UK house prices dropped at their fastest annual rate for 14 years in July, according to Nationwide.
The building society said prices had dropped by 3.8% – the biggest yearly decline since July 2009.
Nationwide said mortgage interest rates remained high, making affordability a challenge for house-buyers.
Mortgage costs hit the highest level for 15 years in July as lenders faced uncertainty over the interest rate set by the Bank of England.
The average price of a home in the UK is £260,828, said Nationwide which is about £13,000 below a peak in August last year.
Many first-time buyers should welcome a drop in house prices, which have climbed in recent years, including during the Covid pandemic.
But Nationwide said that despite July’s fall, higher mortgage rates meant housing affordability remained stretched.

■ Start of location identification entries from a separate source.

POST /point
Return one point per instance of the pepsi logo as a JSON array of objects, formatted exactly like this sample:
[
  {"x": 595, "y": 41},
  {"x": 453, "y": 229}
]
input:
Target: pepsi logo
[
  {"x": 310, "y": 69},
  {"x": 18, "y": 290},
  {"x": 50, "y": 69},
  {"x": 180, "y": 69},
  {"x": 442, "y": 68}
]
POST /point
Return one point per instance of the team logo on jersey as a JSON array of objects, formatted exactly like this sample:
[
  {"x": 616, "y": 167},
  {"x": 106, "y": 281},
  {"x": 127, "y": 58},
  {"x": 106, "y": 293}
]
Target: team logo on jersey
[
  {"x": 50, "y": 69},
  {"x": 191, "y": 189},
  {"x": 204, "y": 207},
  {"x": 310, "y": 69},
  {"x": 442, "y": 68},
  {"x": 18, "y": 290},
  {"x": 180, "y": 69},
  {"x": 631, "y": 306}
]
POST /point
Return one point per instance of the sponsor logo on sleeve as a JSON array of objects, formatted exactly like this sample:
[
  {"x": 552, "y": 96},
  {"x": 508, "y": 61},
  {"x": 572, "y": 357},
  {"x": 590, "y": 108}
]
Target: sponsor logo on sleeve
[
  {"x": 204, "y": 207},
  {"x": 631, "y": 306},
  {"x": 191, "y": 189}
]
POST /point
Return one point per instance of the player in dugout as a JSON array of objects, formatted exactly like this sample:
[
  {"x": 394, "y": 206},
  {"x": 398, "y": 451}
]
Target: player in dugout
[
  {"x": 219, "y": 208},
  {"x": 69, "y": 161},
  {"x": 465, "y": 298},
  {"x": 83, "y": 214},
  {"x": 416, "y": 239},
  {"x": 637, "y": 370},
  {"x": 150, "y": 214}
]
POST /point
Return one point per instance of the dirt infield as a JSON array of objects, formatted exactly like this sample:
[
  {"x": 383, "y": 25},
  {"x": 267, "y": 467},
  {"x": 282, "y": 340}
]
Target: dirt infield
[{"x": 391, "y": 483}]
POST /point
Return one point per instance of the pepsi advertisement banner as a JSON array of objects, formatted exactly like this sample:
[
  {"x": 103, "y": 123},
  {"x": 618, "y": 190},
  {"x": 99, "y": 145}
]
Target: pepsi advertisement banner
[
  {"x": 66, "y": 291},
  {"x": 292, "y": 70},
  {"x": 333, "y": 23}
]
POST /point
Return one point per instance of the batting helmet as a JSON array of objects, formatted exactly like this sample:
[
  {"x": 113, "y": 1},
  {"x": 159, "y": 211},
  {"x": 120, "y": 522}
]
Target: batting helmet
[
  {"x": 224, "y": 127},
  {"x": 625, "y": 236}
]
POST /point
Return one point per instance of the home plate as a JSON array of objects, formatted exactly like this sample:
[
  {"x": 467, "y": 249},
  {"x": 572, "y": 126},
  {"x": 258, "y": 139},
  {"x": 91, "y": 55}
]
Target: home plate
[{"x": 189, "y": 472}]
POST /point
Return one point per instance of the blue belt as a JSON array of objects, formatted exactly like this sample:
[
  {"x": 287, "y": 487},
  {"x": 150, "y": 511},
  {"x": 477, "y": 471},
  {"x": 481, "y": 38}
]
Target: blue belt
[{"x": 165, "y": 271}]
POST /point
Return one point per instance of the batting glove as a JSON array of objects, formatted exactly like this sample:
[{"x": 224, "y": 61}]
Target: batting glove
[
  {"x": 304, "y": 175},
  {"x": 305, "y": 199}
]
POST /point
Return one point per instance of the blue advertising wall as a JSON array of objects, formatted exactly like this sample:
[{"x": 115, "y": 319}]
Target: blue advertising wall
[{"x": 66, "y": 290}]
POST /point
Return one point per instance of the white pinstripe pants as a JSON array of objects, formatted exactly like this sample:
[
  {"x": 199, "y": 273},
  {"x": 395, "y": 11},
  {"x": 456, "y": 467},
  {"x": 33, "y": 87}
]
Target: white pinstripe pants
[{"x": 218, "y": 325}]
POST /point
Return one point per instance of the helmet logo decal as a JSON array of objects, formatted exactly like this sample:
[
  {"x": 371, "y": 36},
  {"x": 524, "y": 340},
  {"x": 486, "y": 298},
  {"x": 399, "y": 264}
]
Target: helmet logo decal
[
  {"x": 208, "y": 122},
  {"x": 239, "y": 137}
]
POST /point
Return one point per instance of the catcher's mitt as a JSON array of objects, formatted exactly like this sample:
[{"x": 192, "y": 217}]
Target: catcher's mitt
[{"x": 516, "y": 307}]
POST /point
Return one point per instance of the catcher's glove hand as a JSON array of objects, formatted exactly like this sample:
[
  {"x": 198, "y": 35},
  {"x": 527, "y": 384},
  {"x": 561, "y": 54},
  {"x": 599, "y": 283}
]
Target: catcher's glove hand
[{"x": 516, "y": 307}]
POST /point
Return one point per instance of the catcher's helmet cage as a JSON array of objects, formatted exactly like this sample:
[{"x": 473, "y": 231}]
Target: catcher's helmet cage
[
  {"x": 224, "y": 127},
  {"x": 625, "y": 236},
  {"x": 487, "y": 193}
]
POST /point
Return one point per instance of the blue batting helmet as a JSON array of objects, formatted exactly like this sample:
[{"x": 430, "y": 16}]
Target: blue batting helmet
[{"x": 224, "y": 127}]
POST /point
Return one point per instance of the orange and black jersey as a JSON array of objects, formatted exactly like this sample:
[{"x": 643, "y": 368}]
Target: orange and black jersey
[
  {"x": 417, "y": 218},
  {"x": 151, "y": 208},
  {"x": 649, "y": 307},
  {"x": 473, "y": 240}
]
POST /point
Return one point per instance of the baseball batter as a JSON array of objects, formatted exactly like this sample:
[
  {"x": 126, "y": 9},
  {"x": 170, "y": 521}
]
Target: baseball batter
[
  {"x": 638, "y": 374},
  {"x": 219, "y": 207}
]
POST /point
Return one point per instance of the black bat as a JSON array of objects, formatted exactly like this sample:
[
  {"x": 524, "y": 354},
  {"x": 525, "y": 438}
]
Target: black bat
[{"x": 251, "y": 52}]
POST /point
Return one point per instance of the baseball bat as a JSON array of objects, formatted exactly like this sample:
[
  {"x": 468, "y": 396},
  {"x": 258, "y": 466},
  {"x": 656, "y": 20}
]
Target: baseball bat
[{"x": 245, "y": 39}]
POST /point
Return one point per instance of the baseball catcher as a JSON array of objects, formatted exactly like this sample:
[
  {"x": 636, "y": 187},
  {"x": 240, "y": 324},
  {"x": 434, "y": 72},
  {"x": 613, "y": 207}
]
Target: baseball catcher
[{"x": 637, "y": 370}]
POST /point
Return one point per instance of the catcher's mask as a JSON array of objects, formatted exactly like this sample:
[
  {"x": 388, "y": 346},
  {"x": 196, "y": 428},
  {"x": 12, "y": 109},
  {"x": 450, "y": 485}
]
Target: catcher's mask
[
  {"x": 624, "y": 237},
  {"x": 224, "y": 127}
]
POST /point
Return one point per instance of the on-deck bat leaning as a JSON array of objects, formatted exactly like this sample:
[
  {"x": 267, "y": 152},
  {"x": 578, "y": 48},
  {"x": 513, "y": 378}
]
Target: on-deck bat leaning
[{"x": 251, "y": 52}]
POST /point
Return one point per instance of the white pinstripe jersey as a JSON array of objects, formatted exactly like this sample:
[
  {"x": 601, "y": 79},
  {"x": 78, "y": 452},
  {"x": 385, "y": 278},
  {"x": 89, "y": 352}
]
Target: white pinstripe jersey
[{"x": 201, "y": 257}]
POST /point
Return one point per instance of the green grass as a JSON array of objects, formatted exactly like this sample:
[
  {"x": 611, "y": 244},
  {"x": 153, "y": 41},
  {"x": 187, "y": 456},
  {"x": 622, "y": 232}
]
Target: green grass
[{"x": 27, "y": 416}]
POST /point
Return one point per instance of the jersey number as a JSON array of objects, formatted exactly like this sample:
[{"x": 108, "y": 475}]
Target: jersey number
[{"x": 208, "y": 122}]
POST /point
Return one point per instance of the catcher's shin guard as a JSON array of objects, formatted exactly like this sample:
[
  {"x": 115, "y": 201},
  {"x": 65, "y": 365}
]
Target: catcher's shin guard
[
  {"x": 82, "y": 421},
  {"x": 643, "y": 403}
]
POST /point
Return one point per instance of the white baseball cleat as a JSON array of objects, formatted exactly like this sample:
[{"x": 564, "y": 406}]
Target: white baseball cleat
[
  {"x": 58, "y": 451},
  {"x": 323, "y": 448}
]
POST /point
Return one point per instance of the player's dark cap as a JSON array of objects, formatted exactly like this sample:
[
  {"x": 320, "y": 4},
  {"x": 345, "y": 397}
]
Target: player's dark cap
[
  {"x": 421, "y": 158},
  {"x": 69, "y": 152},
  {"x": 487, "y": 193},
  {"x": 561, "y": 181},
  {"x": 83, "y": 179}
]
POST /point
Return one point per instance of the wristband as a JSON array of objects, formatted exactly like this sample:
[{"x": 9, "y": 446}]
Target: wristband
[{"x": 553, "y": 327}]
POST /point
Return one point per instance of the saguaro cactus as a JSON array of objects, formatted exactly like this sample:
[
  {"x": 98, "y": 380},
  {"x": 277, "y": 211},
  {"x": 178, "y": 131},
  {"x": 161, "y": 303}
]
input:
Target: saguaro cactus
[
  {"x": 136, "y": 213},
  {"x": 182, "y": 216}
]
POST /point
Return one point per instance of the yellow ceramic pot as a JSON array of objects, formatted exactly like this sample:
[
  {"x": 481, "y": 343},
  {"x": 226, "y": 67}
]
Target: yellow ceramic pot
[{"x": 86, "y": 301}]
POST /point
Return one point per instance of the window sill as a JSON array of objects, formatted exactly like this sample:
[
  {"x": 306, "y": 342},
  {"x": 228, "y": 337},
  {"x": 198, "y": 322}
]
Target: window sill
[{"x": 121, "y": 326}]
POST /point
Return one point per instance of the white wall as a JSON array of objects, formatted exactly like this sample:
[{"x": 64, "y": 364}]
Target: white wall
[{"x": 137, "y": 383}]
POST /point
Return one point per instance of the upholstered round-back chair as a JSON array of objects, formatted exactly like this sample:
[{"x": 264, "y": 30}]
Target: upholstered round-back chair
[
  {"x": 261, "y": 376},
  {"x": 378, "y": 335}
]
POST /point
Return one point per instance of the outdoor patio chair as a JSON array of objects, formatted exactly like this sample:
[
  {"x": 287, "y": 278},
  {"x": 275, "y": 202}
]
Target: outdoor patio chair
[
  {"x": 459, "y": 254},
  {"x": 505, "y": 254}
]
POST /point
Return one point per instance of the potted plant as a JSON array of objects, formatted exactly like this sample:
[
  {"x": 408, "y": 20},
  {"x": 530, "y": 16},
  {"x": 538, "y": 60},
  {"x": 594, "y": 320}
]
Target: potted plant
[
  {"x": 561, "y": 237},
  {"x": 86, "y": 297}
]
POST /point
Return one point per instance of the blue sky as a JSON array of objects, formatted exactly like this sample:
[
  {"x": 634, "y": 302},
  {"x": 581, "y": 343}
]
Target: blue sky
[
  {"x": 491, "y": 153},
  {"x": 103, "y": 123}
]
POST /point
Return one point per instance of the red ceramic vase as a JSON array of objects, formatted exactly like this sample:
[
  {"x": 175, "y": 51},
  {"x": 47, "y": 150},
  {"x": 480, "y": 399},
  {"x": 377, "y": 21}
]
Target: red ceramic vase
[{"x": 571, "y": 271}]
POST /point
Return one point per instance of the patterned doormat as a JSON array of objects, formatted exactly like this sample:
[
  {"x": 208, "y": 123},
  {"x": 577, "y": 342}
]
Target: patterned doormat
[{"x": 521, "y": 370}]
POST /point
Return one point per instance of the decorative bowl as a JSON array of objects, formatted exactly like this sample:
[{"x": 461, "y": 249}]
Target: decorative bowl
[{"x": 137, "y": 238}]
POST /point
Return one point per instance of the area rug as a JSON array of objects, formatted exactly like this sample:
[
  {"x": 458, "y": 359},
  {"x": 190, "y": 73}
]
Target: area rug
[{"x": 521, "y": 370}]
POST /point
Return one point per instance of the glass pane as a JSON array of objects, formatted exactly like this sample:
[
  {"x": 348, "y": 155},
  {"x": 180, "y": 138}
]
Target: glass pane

Nationwide’s chief economist, Robert Gardner, said a first-time buyer on an average wage, who had saved a 20% deposit, would see mortgage payments account for 43% of their take-home pay. That is based on a mortgage at a 6% rate.
Just last year, these new homeowners would be spending just over a third of their take-home wage on mortgage payments.
New figures on Tuesday showed mortgage rates continue to edge higher. A typical two-year fixed mortgage rate is now 6.85%, up from 6.81% the previous day, according to financial information service Moneyfacts.
A five-year fixed rate mortgage is 6.37%, up by 0.3% on Monday.
Mr Gardner said the housing market had been subdued in recent months as people struggled to buy. In June, there were 86,000 completed housing transactions, down from more than 100,000 last year.
Mortgage rates have been rising following a succession of interest rate rises by the Bank of England to tackle stubbornly high inflation.
The Bank is expected to raise interest rates again on Thursday from 5% to at least 5.25%. It would be the 14th increase in borrowing costs since December 2021.
The UK inflation rate slowed to 7.9% in June but food prices remain high.
Mark Harris, chief executive of mortgage broker SPF Private Clients, said the expected interest rates rise meant “we are not out of the woods just yet when it comes to rising mortgage costs”.
“However, a few lenders, including HSBC, Barclays and Nationwide, have reduced their fixed-rate mortgage pricing on the back of better-than-expected inflation news.”
Gabriella Dickens, senior UK economist at Pantheon Macroeconomics, said: “We think that house prices will have to fall by about 8% from their peak before demand and supply come back into balance.”